Offsetting the risk, the reviews have helped some companies sued for patent infringement convince litigants to settle, sometimes for less money than they originally demanded.

Forty-one patent challenges have been settled so far. Google settled two lawsuits filed against it after asking for reviews. One, against licensing company EMG Technology LLC, was announced last month and involved dismissal of legal actions.

The reviews also are being used by competitors involved in litigation. Real estate listing company Trulia Inc. (TRLA) filed a petition with the patent office after being sued by Zillow Inc., and persuaded a federal judge to put the case on hold until the patent-validity review is completed. Zillow said Trulia was “employing gamesmanship” after it couldn’t get the case dismissed by the trial judge.

Patent Pushback

Rackspace is planning another 10 challenges, despite the costs of as much as $300,000 each.
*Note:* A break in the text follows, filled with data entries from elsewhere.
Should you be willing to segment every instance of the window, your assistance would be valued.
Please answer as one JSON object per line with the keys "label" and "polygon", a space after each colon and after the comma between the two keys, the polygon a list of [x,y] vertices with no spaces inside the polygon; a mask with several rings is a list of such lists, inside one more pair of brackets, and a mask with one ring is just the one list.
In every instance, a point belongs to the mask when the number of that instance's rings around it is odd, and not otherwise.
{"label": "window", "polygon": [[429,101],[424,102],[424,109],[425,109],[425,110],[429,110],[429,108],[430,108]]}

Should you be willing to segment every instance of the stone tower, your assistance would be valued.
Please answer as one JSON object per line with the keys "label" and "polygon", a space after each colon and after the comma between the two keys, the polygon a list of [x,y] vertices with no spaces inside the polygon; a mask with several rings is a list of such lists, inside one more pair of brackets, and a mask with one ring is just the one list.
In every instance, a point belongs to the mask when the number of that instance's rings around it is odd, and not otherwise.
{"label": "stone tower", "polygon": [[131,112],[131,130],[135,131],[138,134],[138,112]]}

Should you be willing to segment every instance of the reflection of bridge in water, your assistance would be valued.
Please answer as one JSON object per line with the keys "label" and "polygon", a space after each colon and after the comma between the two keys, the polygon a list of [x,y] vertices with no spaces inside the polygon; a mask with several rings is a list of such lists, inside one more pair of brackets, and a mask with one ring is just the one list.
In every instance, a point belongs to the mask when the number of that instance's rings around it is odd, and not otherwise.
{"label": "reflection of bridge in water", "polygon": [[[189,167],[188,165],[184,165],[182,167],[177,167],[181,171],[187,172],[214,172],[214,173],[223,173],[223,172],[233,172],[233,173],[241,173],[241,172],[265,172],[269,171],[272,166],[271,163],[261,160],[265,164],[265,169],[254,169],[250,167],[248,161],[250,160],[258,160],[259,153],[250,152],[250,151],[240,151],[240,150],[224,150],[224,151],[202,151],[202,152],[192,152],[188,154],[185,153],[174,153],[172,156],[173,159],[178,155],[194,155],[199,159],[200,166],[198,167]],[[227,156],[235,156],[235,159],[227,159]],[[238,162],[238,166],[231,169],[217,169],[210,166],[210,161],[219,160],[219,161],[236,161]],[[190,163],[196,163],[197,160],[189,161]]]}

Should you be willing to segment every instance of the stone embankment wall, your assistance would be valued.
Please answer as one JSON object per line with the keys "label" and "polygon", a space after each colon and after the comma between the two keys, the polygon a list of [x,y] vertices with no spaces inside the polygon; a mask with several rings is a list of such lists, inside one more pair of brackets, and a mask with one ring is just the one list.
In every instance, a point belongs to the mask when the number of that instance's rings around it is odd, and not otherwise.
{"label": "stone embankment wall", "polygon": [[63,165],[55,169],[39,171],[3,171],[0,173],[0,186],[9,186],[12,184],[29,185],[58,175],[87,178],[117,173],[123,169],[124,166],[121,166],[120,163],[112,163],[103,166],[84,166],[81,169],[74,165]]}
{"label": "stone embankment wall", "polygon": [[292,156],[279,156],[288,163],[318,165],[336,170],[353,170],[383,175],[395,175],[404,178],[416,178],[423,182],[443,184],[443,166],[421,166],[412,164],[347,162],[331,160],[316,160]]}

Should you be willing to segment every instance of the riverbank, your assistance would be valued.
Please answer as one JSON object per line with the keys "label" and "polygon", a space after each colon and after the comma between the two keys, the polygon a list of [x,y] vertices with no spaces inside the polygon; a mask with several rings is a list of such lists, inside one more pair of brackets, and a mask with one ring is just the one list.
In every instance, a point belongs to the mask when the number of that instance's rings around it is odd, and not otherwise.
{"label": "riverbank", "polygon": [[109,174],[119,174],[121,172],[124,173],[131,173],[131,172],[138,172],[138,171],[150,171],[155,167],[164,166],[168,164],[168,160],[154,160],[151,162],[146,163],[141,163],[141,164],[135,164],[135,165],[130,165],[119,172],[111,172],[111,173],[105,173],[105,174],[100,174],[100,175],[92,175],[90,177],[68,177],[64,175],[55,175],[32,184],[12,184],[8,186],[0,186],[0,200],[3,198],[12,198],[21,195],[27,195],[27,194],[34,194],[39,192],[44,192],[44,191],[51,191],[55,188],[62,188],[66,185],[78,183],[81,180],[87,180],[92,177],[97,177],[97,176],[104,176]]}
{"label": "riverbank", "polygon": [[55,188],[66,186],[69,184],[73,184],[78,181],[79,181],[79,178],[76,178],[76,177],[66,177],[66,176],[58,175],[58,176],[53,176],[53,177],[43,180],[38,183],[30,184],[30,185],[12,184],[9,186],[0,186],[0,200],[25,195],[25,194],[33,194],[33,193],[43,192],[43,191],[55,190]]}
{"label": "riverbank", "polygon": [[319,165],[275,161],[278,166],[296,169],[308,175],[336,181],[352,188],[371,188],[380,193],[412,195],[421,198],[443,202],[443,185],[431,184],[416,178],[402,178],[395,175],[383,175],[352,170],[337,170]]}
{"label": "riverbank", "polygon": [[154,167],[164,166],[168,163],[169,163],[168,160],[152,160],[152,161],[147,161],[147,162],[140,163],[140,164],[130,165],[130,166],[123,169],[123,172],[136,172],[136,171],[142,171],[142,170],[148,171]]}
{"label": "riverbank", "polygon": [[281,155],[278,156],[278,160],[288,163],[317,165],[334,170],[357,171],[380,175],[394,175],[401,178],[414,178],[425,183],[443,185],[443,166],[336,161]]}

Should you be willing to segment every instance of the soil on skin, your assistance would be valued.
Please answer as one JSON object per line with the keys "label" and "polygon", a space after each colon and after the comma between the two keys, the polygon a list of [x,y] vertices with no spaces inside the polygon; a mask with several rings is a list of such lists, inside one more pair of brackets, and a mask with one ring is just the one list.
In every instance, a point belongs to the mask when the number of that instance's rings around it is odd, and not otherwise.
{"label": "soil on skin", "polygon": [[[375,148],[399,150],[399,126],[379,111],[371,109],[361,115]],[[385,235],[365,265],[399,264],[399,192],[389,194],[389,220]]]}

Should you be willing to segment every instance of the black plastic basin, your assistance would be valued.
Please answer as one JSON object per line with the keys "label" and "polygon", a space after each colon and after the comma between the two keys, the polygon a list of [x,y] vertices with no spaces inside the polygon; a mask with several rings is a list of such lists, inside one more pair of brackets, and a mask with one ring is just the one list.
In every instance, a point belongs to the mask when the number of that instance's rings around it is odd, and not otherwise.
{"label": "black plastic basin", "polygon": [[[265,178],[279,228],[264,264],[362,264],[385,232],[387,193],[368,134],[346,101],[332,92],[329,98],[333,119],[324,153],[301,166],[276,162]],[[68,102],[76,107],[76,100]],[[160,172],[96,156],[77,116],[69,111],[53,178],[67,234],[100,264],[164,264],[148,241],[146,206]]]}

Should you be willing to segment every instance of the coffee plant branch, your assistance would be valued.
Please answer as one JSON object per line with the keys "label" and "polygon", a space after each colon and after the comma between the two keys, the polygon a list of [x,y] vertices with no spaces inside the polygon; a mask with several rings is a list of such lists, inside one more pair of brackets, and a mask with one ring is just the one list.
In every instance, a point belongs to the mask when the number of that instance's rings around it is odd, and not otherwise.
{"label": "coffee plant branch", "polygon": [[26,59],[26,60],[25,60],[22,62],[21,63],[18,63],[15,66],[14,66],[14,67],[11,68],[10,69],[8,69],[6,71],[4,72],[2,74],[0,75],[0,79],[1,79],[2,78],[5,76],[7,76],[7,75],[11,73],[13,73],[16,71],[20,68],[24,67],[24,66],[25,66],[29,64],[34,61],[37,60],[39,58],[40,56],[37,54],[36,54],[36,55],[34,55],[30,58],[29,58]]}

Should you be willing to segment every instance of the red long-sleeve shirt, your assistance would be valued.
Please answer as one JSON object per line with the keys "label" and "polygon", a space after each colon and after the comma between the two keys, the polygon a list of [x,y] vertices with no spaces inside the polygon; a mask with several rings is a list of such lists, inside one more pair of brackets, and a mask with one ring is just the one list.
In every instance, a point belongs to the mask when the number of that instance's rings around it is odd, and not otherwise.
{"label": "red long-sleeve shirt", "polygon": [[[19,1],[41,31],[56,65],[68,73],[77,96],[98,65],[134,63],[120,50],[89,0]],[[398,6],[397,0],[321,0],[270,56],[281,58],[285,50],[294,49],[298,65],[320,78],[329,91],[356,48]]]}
A federal judge already found that one element of Rototable’s patent is invalid. Rotatable is appealing that order, as well as the judge’s interpretation of key terms of the patent. Rackspace seeks the suit to be put on hold until that appeal is decided.

For small companies that may be unable to finance patent challenges, Google and NetApp started Unified Patents Inc. to help them pool resources.

“All of these companies are seeing litigation on the same patents across all of their products,” said Kevin Jakel, a former Intuit Inc. (INTU) patent counsel who founded Unified Patents.

Almost every review filed in the past year involves patents also in litigation, said Scott Daniels, a lawyer with Westerman Hattori in Washington who blogs about new requests. An increasing number involve drugs and medical devices, though most are for computer-related technology, he said.

“If you try to sue a ton of companies and make a mint off each one, you have to expect you’re going to get some pushback,” Daniels said.